For so long, this former patient thought he was never hurting anyone but himself with his addiction. But, when his father was dying of cancer the reality set in. You see, his dad was diagnosed almost ten years earlier and it went into remission. But during his worst two yearlong relapse his dad’s cancer had returned. He was one of the few who stood by his son. So, the young man couldn’t help thinking that the stress his addiction caused may have played some part to his dad’s worsening condition.
Most of his other family members let him know in a harsh way how his drug abuse was affecting them. In fact, all but one sibling and his dad would not speak to him until he agreed to get treatment. Don’t get me wrong, just because they spoke to him doesn’t mean he wasn’t hurting them too. Moreover, when a person is actively using, there is no clear answer whether to speak to them or not. Therefore, how to handle an active drug addict is a huge challenge for many families and friends. This was certainly the case for his family.
Recovery Makes a World of Difference to Loved Ones!

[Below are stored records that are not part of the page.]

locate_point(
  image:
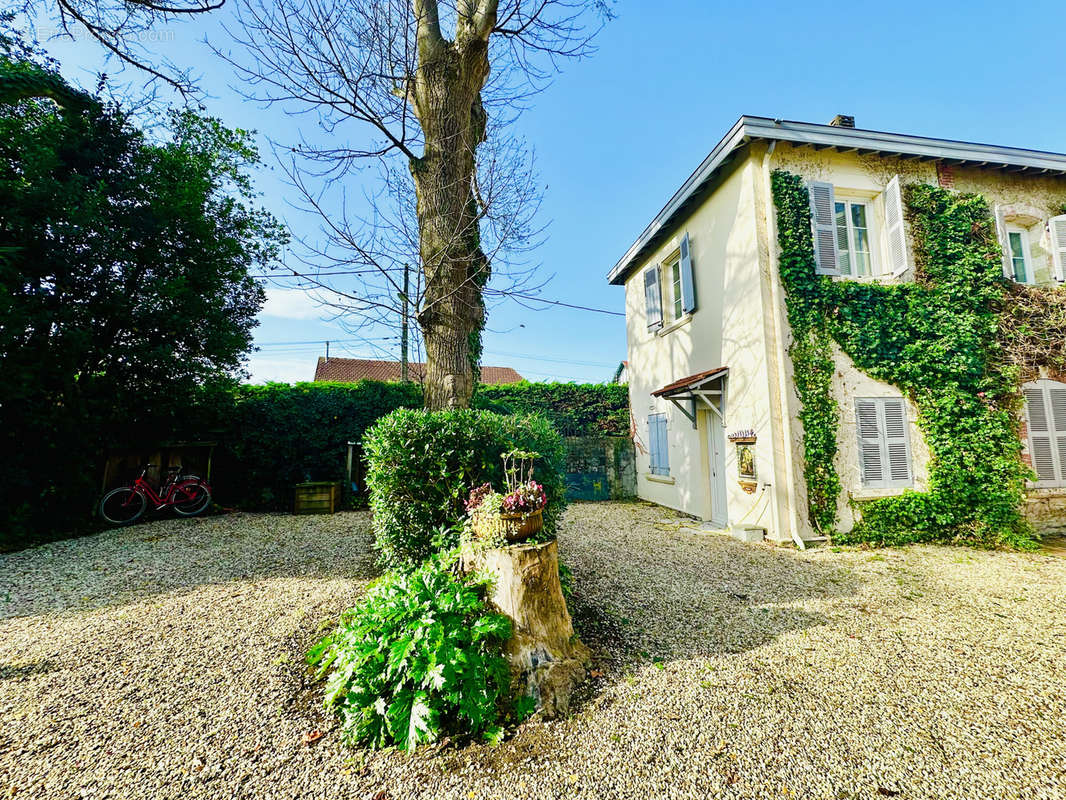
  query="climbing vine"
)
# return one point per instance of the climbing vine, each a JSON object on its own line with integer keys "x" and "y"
{"x": 940, "y": 340}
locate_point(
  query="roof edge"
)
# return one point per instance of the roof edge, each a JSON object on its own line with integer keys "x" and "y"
{"x": 762, "y": 128}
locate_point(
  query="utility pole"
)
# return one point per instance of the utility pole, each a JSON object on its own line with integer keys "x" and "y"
{"x": 403, "y": 326}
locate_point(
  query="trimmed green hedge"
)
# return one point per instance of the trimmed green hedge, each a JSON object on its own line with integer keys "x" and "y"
{"x": 423, "y": 464}
{"x": 275, "y": 435}
{"x": 575, "y": 409}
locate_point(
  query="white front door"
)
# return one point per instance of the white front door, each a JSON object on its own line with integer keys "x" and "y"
{"x": 716, "y": 459}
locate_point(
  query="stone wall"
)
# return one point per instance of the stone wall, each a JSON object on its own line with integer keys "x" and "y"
{"x": 600, "y": 468}
{"x": 1046, "y": 509}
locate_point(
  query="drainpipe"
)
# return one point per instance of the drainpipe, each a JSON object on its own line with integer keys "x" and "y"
{"x": 779, "y": 328}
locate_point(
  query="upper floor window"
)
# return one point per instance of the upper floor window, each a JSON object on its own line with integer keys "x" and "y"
{"x": 1021, "y": 268}
{"x": 854, "y": 256}
{"x": 844, "y": 239}
{"x": 676, "y": 275}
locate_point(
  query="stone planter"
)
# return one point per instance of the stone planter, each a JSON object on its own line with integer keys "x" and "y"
{"x": 512, "y": 528}
{"x": 520, "y": 527}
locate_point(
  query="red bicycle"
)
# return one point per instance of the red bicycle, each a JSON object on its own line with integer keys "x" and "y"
{"x": 187, "y": 494}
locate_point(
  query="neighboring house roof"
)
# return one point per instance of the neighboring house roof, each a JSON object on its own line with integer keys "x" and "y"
{"x": 349, "y": 370}
{"x": 821, "y": 137}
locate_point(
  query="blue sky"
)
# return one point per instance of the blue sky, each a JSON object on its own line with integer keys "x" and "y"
{"x": 617, "y": 133}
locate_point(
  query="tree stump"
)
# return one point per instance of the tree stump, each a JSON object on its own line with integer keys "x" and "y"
{"x": 546, "y": 656}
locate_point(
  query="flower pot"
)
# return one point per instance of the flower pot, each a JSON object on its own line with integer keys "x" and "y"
{"x": 519, "y": 527}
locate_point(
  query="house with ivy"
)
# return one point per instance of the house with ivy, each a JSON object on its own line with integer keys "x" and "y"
{"x": 846, "y": 333}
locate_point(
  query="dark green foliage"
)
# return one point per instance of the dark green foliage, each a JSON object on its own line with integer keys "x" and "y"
{"x": 938, "y": 340}
{"x": 418, "y": 657}
{"x": 575, "y": 409}
{"x": 280, "y": 434}
{"x": 124, "y": 288}
{"x": 422, "y": 465}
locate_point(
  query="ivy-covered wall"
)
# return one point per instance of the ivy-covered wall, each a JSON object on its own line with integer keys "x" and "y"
{"x": 941, "y": 340}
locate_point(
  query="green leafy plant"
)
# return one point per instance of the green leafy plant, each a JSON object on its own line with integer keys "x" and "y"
{"x": 939, "y": 340}
{"x": 418, "y": 657}
{"x": 574, "y": 409}
{"x": 422, "y": 466}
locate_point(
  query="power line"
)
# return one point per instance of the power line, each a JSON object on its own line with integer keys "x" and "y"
{"x": 500, "y": 292}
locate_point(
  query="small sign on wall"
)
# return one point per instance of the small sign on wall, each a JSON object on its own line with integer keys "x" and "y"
{"x": 746, "y": 469}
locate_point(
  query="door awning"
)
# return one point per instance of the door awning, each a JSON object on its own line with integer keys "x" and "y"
{"x": 687, "y": 393}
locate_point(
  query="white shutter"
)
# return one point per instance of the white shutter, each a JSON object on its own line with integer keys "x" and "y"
{"x": 897, "y": 443}
{"x": 688, "y": 288}
{"x": 1004, "y": 242}
{"x": 884, "y": 443}
{"x": 1058, "y": 227}
{"x": 823, "y": 221}
{"x": 871, "y": 463}
{"x": 663, "y": 446}
{"x": 652, "y": 299}
{"x": 1056, "y": 397}
{"x": 659, "y": 454}
{"x": 895, "y": 228}
{"x": 1040, "y": 450}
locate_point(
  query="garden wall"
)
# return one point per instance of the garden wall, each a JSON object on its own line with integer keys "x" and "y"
{"x": 600, "y": 468}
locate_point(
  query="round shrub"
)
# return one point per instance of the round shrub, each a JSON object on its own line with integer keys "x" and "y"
{"x": 419, "y": 656}
{"x": 422, "y": 465}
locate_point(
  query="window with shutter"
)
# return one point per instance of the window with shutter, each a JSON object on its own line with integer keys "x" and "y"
{"x": 824, "y": 227}
{"x": 884, "y": 443}
{"x": 652, "y": 299}
{"x": 1046, "y": 416}
{"x": 658, "y": 450}
{"x": 1056, "y": 226}
{"x": 895, "y": 228}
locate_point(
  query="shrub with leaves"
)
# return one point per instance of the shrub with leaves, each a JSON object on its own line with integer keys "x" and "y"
{"x": 422, "y": 466}
{"x": 417, "y": 658}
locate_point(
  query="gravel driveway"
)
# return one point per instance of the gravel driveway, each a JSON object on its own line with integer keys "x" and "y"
{"x": 163, "y": 661}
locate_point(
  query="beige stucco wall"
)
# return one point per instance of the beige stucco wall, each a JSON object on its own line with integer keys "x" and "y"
{"x": 726, "y": 330}
{"x": 1024, "y": 198}
{"x": 740, "y": 323}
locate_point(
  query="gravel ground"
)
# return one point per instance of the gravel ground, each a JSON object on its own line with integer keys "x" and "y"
{"x": 163, "y": 661}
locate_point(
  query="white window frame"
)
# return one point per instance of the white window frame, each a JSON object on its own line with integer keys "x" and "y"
{"x": 659, "y": 445}
{"x": 871, "y": 233}
{"x": 676, "y": 300}
{"x": 1026, "y": 254}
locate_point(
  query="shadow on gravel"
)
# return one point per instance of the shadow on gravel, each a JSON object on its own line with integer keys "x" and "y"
{"x": 653, "y": 594}
{"x": 126, "y": 565}
{"x": 11, "y": 672}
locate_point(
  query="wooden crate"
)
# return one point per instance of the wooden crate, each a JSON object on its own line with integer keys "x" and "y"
{"x": 317, "y": 497}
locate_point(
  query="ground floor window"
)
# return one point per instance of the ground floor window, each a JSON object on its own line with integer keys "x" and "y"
{"x": 884, "y": 443}
{"x": 1046, "y": 419}
{"x": 658, "y": 447}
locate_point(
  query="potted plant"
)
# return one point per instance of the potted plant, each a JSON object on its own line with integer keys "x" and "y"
{"x": 516, "y": 515}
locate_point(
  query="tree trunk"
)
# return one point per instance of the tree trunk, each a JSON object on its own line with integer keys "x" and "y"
{"x": 545, "y": 655}
{"x": 448, "y": 104}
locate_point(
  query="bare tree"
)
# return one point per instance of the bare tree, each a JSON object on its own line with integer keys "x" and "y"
{"x": 424, "y": 98}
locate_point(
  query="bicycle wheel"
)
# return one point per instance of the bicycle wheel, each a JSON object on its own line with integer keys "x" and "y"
{"x": 123, "y": 506}
{"x": 191, "y": 497}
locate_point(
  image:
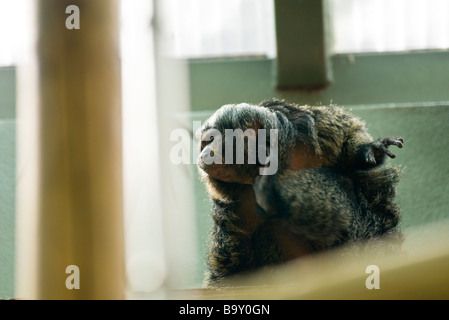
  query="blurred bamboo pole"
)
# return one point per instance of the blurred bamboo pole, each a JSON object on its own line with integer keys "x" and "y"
{"x": 80, "y": 172}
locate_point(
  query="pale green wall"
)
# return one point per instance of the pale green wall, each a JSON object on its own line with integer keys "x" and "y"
{"x": 396, "y": 94}
{"x": 7, "y": 181}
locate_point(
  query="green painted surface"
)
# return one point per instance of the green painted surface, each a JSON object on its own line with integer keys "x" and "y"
{"x": 403, "y": 94}
{"x": 357, "y": 79}
{"x": 423, "y": 190}
{"x": 302, "y": 51}
{"x": 7, "y": 181}
{"x": 7, "y": 207}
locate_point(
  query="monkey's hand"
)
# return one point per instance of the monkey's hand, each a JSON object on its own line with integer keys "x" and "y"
{"x": 375, "y": 152}
{"x": 265, "y": 193}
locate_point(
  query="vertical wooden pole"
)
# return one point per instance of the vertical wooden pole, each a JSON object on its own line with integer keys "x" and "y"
{"x": 80, "y": 172}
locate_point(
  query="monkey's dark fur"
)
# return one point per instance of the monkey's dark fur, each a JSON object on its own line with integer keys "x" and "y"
{"x": 331, "y": 188}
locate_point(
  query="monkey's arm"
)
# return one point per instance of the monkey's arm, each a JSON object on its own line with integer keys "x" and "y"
{"x": 314, "y": 204}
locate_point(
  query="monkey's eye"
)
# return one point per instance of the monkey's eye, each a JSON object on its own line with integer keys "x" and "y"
{"x": 206, "y": 140}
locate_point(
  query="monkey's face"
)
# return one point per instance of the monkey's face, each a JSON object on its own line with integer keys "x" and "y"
{"x": 234, "y": 144}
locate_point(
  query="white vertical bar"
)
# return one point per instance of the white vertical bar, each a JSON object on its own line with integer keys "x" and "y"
{"x": 145, "y": 256}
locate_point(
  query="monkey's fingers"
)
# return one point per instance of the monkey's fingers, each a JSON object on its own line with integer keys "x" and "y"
{"x": 398, "y": 142}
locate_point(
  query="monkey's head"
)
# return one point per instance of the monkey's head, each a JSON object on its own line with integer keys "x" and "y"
{"x": 240, "y": 141}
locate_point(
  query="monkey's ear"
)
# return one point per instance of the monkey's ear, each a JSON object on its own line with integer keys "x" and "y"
{"x": 256, "y": 126}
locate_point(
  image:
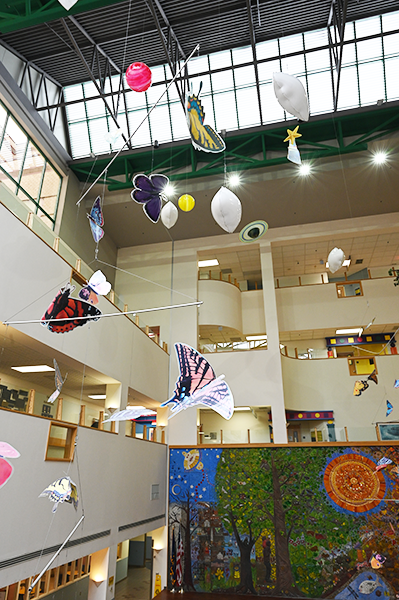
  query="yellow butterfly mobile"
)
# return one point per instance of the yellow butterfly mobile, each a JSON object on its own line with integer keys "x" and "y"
{"x": 203, "y": 137}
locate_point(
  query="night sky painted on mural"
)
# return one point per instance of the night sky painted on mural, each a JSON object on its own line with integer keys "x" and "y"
{"x": 319, "y": 522}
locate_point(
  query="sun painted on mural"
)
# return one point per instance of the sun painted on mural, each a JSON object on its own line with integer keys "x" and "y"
{"x": 352, "y": 483}
{"x": 318, "y": 522}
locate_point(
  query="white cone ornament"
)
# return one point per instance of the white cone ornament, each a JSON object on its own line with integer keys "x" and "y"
{"x": 335, "y": 259}
{"x": 226, "y": 209}
{"x": 169, "y": 215}
{"x": 291, "y": 95}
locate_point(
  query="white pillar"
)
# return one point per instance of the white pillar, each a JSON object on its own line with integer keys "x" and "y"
{"x": 273, "y": 344}
{"x": 98, "y": 581}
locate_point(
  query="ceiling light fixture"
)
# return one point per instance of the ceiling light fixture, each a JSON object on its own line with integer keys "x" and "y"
{"x": 379, "y": 158}
{"x": 213, "y": 262}
{"x": 305, "y": 169}
{"x": 234, "y": 180}
{"x": 354, "y": 331}
{"x": 33, "y": 369}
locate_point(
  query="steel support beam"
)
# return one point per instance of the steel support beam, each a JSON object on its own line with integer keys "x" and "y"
{"x": 171, "y": 50}
{"x": 253, "y": 46}
{"x": 336, "y": 31}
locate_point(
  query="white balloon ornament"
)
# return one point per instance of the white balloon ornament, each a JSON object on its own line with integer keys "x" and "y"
{"x": 169, "y": 215}
{"x": 226, "y": 209}
{"x": 291, "y": 95}
{"x": 335, "y": 259}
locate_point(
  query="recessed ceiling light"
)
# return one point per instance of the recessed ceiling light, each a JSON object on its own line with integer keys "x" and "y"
{"x": 379, "y": 158}
{"x": 33, "y": 369}
{"x": 213, "y": 262}
{"x": 305, "y": 169}
{"x": 355, "y": 331}
{"x": 234, "y": 180}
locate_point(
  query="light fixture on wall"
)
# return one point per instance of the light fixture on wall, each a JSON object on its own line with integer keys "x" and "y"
{"x": 354, "y": 331}
{"x": 213, "y": 262}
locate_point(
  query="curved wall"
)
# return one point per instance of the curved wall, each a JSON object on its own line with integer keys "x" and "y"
{"x": 221, "y": 304}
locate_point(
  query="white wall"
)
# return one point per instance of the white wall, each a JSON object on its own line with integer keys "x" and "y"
{"x": 325, "y": 384}
{"x": 114, "y": 346}
{"x": 318, "y": 307}
{"x": 221, "y": 304}
{"x": 253, "y": 313}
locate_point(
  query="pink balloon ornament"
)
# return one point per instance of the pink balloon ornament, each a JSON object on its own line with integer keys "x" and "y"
{"x": 138, "y": 77}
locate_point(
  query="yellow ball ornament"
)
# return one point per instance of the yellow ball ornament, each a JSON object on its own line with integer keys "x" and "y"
{"x": 186, "y": 202}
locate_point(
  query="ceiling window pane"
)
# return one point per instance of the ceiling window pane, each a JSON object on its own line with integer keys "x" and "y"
{"x": 391, "y": 72}
{"x": 142, "y": 137}
{"x": 135, "y": 99}
{"x": 95, "y": 108}
{"x": 198, "y": 64}
{"x": 320, "y": 93}
{"x": 266, "y": 70}
{"x": 33, "y": 171}
{"x": 222, "y": 81}
{"x": 294, "y": 65}
{"x": 271, "y": 109}
{"x": 371, "y": 80}
{"x": 315, "y": 39}
{"x": 390, "y": 21}
{"x": 348, "y": 89}
{"x": 248, "y": 107}
{"x": 266, "y": 49}
{"x": 369, "y": 49}
{"x": 160, "y": 124}
{"x": 225, "y": 111}
{"x": 349, "y": 31}
{"x": 244, "y": 76}
{"x": 79, "y": 138}
{"x": 220, "y": 60}
{"x": 391, "y": 44}
{"x": 76, "y": 112}
{"x": 318, "y": 61}
{"x": 242, "y": 55}
{"x": 291, "y": 43}
{"x": 13, "y": 148}
{"x": 98, "y": 130}
{"x": 366, "y": 27}
{"x": 179, "y": 123}
{"x": 50, "y": 190}
{"x": 349, "y": 55}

The idea that one’s drug addiction does not affect anyone but the user is crazy! The pain, worry and distress that this young man caused his family was quite a challenge for them. His addiction hurt them tremendously. Recovery on the other hand can make a world of difference to loved ones who have worried for so long. A recent article discusses Linda Carter’s (A.K.A. Wonder Woman) alcoholism and the impact it had on her family. The amazing thing for her is that she is celebrating 20 years of sobriety this year! Recovery led her to a better life. It also helped this former patient to reconnect with his family.
Because this young man was living free of alcohol and drugs, he could visit his dad and be there for his family when the cancer returned. He took the time to apologize to him for what he had put him and his family through. Furthermore, he was fortunate enough to thank him for all the wonderful times they had together. This experience gave him a healthy closure to their relationship. Three weeks later his dad did pass away but he will always be grateful that his dad hung with him through the good and the bad. He is also very thankful that he got to spend some quality time with him and to express all that he did. Not to mention his dad was so proud to see him clean and sober!